What is cheating in chess is winning in life.

Roland Walker (BBC) talking with David Edmonds. The context is how Chess.com monitors cheating.

“We can’t overstress this enough, humans and computers play utterly differently. Humans play by planning and recognizing patterns. Computers play in unusual ways, it forgets everything that it knew in between every move. A computer doesn’t really have a plan.
“An engine will take back a previous move if it realizes that in the context of the following moves it wasn’t good. A human has a kind of sticky feeling about their plan.”

Chess engines make people better at chess and good players use them to practice, if not to play. It’s the Cowen idea of meta-rationality (more here). The idea of using the right resources.

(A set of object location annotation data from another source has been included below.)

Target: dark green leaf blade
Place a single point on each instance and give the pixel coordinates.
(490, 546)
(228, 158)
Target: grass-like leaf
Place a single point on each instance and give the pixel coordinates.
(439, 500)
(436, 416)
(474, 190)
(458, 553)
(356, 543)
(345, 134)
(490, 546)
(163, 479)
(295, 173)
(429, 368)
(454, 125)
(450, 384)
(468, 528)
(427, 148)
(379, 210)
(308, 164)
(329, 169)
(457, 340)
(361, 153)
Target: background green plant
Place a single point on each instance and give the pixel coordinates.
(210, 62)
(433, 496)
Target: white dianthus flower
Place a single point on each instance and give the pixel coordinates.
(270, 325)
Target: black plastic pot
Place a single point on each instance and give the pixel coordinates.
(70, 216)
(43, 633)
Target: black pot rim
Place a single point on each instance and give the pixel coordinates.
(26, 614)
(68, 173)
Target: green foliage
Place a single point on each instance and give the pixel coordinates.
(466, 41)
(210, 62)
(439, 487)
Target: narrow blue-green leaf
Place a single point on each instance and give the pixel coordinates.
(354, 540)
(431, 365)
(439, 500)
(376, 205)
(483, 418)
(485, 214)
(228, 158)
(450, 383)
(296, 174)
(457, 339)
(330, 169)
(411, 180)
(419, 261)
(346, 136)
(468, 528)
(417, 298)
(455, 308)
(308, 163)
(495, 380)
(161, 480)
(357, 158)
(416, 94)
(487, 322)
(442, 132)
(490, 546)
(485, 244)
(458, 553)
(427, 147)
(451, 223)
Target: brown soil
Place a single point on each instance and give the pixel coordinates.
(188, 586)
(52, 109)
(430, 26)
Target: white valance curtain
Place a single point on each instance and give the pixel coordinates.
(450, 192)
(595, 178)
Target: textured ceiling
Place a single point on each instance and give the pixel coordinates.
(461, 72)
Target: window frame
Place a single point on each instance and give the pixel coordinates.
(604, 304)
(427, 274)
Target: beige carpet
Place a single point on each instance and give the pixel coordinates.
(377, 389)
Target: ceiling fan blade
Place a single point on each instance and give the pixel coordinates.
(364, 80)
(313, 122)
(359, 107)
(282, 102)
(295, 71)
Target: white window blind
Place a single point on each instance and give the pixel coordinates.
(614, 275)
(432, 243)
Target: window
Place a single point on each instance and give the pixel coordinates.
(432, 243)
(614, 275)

Computers are good because they compute without bias (kinda) and avoid human mistakes like sunk cost. As Mohnish Pabrai pointed out, “when we spend a lot of time on something, we feel we should get something in return for that time, it’s a danger if you say, I’m going to research a company and decide if I want to invest or not. I think you’re better off researching a company with no such preconceived notion.”

This week my daughters (12, 10) and I watched both Sherlock (also BBC) and Enola Holmes (Netflix, we loved it). In both the episode and the movie, the characters had to be more objective to solve the crime.

However, it’s going full-Sherlock as much as moving in that direction. Like someone training to gain/lose weight, the goal isn’t to become extremely skinny/strong but to be more than the current state.

Meta-rationality then is under indexed, unless of course, it’s outlawed like chess.

h/t Cowen-kinda-queue, a podcast feed of Marginal Revolution mentions.